The protesting soon shifted further into the discussion of gender inequality; students addressed the topic as not only an American issue, but a global issue as well. The demonstrations illustrated the oppression of women in the United States, alluding to controversies such as the gender wage gap, abortion and the aforementioned issue of rape.
Protestors for women’s rights eventually touched on the highly debated issue of abortion, questioning why undeveloped fetuses seem to have more rights than the women who bear them.
Protestors soon turned to issues of immigration policy. It called to question who really has more rights, a fertilized egg or an illegal immigrant.
The major political parties in the country seem to be at opposite ends of the spectrum, not knowing whether to let foreigners remain residents of the U.S., or to kick them out altogether.
One student donned a sign reading, “Respeto y dignidad para todos (Respect and dignity for all),” in hopes of improving the treatment of immigrants not as illegal aliens, but as humans.
Another student contemplated why foreigners are referred to as immigrants when they come to America; however, original European colonists are recognized as revolutionaries. She held up a sign that read, “Illegal immigration is not a new problem, Native Americans used to call it white people.”

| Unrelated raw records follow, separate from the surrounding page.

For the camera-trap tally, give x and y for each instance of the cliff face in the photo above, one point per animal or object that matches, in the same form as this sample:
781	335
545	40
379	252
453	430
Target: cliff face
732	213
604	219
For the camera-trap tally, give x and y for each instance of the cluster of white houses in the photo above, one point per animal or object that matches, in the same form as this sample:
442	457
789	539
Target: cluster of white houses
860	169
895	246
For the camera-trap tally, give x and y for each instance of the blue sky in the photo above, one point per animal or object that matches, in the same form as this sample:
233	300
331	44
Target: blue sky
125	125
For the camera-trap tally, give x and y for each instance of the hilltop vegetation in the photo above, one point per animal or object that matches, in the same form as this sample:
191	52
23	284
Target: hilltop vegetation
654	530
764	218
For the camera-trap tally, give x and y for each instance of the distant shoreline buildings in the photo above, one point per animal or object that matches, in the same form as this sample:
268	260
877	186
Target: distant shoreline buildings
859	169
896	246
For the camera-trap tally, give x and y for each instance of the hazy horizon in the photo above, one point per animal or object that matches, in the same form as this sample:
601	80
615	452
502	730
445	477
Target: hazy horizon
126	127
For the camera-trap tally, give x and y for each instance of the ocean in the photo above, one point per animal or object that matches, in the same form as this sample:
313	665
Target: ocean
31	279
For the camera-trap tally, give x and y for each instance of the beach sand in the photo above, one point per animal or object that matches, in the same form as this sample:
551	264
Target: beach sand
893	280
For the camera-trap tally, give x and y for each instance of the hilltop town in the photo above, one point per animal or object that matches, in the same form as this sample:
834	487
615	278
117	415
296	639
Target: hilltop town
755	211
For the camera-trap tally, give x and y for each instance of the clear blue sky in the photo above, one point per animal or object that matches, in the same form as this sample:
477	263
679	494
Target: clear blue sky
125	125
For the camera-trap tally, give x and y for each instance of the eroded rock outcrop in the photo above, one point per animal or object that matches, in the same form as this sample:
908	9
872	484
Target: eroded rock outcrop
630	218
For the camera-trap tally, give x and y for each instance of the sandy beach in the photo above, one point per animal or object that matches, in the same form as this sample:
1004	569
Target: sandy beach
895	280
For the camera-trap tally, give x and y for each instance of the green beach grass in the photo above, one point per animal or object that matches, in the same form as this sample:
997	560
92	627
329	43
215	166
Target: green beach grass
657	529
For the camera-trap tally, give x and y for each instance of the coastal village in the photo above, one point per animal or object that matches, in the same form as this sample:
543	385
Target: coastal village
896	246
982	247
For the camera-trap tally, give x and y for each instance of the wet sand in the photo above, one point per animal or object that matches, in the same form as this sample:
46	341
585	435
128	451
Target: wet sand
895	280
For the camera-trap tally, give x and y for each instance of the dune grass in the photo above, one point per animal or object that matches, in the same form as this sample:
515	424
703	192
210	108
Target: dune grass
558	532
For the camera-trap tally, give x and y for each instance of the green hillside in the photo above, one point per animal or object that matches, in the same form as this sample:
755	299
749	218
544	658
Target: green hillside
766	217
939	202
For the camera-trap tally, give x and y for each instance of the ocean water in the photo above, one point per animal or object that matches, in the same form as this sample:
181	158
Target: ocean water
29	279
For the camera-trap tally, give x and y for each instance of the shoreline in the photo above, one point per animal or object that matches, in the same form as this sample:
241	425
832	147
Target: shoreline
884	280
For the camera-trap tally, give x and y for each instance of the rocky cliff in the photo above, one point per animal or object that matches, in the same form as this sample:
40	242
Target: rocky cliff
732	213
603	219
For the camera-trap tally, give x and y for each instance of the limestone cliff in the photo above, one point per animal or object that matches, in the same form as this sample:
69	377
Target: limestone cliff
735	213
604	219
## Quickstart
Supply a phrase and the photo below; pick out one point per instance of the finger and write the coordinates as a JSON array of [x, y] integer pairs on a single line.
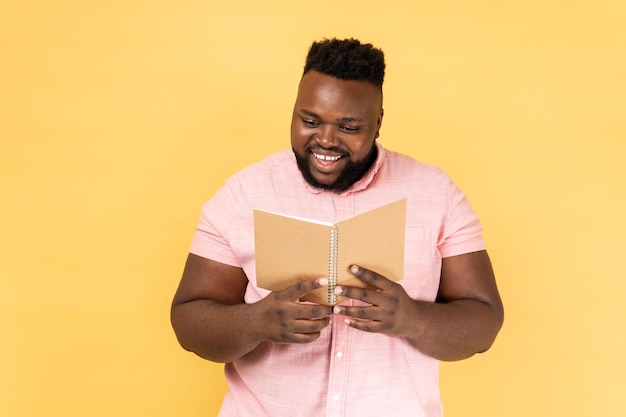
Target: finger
[[371, 277], [309, 326], [296, 291], [365, 325], [368, 295], [359, 312]]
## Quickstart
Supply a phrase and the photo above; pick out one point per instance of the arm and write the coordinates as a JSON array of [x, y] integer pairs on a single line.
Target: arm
[[464, 320], [210, 318]]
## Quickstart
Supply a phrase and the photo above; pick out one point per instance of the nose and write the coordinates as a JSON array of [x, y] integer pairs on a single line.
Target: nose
[[326, 137]]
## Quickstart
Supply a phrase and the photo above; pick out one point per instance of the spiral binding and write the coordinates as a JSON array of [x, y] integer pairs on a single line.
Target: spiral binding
[[332, 265]]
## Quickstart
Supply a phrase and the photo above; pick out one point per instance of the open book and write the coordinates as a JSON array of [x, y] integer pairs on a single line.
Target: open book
[[292, 249]]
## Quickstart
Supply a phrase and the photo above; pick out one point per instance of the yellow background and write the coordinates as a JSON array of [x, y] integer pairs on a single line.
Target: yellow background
[[118, 119]]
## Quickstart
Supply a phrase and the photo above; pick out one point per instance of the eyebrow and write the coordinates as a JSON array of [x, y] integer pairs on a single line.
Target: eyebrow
[[343, 119]]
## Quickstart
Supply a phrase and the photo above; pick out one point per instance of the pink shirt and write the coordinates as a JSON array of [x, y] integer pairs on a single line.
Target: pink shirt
[[345, 372]]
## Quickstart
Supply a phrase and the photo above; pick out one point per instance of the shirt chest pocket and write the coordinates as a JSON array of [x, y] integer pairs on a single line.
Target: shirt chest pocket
[[422, 264]]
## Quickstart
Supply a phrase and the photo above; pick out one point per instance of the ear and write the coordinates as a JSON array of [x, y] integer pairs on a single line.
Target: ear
[[379, 122]]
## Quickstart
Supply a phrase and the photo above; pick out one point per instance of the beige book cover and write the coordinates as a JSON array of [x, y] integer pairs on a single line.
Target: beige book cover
[[292, 249]]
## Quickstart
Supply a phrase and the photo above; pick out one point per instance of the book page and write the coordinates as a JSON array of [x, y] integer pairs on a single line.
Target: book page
[[291, 249]]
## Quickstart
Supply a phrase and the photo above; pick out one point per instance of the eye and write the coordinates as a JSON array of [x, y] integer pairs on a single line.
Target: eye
[[349, 129], [310, 123]]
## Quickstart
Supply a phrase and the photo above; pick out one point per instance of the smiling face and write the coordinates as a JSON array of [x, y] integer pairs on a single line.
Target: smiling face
[[334, 128]]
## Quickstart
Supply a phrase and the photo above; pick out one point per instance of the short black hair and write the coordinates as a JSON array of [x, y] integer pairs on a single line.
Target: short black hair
[[347, 59]]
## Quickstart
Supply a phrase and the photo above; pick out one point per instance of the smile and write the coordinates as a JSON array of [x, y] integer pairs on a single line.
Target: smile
[[326, 157]]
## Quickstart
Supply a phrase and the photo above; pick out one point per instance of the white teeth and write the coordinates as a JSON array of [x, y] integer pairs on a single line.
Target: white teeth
[[326, 157]]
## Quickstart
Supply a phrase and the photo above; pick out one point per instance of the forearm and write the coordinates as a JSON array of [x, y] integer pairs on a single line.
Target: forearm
[[215, 331], [454, 330]]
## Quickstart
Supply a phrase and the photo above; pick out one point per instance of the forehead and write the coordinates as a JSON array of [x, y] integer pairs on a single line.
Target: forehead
[[333, 94]]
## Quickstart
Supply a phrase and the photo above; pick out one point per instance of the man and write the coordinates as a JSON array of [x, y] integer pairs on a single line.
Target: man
[[376, 354]]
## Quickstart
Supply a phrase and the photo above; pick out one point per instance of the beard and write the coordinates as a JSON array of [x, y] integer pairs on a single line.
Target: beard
[[352, 172]]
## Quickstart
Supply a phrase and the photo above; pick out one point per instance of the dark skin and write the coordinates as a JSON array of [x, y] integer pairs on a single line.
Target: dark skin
[[336, 121]]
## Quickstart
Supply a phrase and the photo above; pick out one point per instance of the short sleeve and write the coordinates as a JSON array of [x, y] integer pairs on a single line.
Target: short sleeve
[[461, 231], [210, 239]]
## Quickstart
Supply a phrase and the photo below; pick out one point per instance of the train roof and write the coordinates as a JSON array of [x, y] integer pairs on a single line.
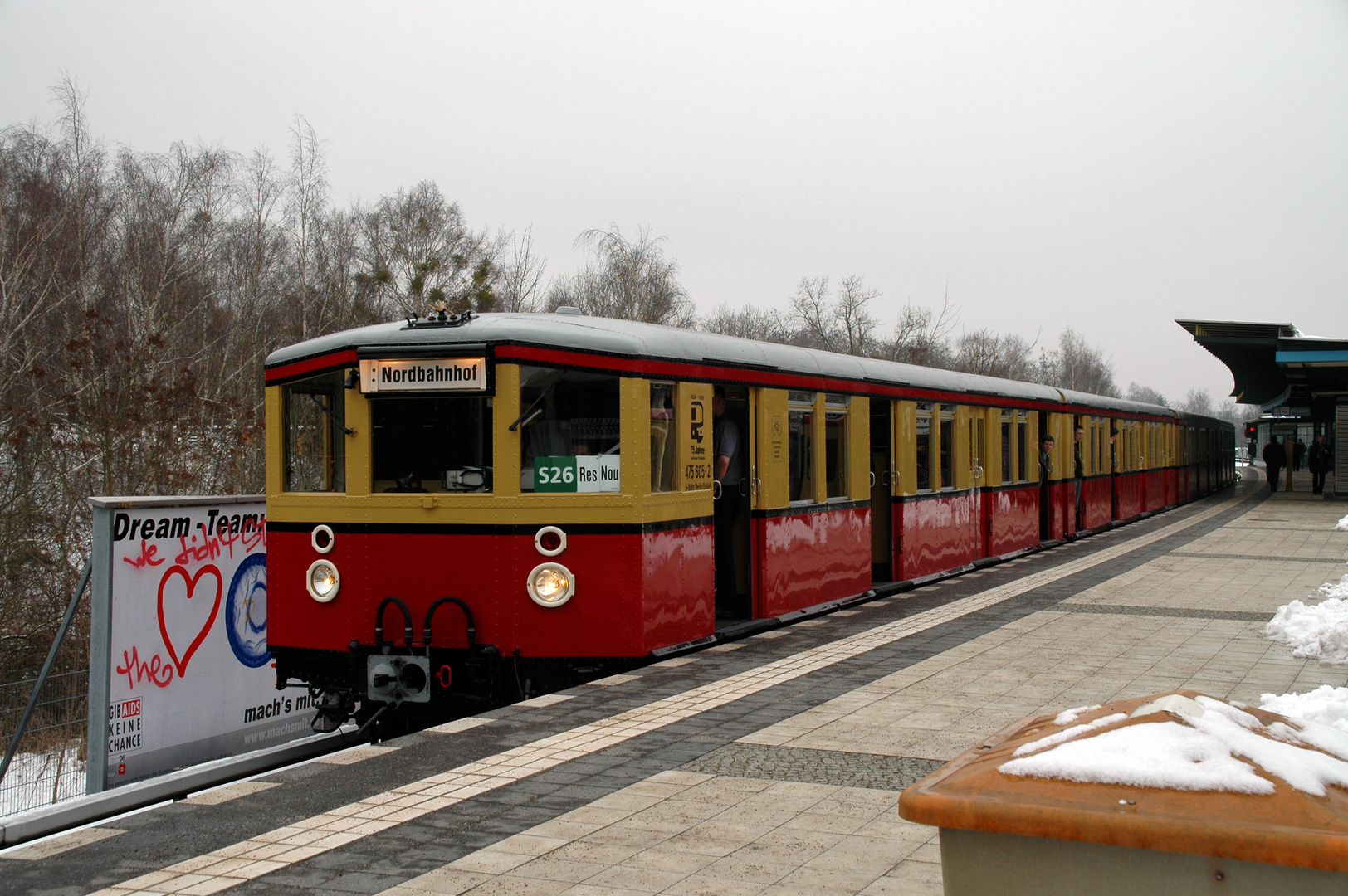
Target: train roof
[[656, 343]]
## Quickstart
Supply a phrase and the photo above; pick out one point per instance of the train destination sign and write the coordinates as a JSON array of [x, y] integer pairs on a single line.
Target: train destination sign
[[423, 375], [583, 473]]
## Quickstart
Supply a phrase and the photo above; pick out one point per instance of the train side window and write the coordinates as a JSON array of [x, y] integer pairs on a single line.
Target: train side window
[[835, 445], [1007, 423], [315, 446], [566, 416], [1022, 446], [432, 444], [946, 449], [924, 446], [662, 437], [799, 446]]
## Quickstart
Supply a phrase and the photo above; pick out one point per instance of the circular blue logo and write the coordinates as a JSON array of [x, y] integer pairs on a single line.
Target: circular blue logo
[[246, 612]]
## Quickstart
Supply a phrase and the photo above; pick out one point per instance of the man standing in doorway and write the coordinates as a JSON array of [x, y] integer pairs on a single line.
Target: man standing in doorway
[[728, 449], [1274, 457], [1077, 437]]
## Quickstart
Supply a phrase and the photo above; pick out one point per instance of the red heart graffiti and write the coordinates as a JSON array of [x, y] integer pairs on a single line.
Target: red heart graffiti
[[192, 587]]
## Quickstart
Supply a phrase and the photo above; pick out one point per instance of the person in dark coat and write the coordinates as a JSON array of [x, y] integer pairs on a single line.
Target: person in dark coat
[[1274, 457], [1320, 460]]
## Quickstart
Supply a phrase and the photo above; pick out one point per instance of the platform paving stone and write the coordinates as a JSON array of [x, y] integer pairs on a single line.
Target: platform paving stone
[[778, 785]]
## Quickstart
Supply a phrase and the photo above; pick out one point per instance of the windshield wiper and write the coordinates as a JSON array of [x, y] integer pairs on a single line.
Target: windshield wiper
[[330, 416], [534, 410]]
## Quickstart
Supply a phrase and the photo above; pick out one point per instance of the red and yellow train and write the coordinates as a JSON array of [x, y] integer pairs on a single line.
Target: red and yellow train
[[466, 509]]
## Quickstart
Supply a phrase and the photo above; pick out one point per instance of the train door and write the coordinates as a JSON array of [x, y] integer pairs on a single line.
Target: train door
[[734, 430], [978, 451], [882, 490], [1045, 490]]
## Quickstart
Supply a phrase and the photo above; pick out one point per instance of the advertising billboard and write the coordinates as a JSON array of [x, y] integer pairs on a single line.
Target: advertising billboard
[[179, 671]]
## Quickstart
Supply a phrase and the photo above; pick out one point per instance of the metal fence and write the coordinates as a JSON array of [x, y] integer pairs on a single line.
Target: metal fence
[[50, 763]]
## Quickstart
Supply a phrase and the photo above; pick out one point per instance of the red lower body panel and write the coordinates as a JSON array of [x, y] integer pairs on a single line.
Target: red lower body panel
[[1096, 503], [935, 533], [1127, 494], [634, 592], [810, 558], [1013, 519]]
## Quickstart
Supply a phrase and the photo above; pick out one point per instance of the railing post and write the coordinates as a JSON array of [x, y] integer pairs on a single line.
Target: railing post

Separating from issues of race, gender and ethnicity, protestors were seen fighting for an issue that affects every living species on earth: climate change.
A majority of scientists currently believe that the root of record-breaking global temperatures is perpetuated by human activity. This past July was recorded as the hottest month on record, for the planet. Even so, many still deny its existence or disagree with its frequent branding as the world’s greatest threat. Protestors criticized climate change deniers and their constant disregard to scientific data.
“People aren’t listening anymore,” said Jennifer Stein, who protested Trump's candidacy. “We need to make sure what is being said is true.”
Presidential candidates have the responsibility of addressing a multitude of issues when debating. It becomes a common occurrence for them to present facts and statistics that are misleading, or simply incorrect, usually to support their biases.
Hempstead resident Viviene Jones said, “Everything about this election is biased.”
Jones additionally feels that live fact-checking should be required for debates, noting that many people accept incorrect facts as truth without further research or clarification. Misleading data is oftentimes used to repress certain social issues, such as the many that marched through Hofstra’s campus.
Amid the protests, it was often hard to find a specific issue that predominantly lead the demonstrations. Instead, protestors came together in unified support of each other, standing and chanting as one people, emphasizing the importance of the right to protest.
“I’m here to advocate a democracy for all Americans,” sophomore English education major Sharon Rus said. “I’m here to advocate for quality and peace.”
It seems almost a forgotten notion that the President of the United States works in the interest of those who really make the country great: the people. Regardless of differences in opinion, to exercise one’s right to protest is to recognize that change is possible. The protests at the first 2016 presidential debate proved that a song sung solo may sound sweet, but a melody will always sound sweeter. And if you ever find that you don’t know the lyrics, just sit back and listen.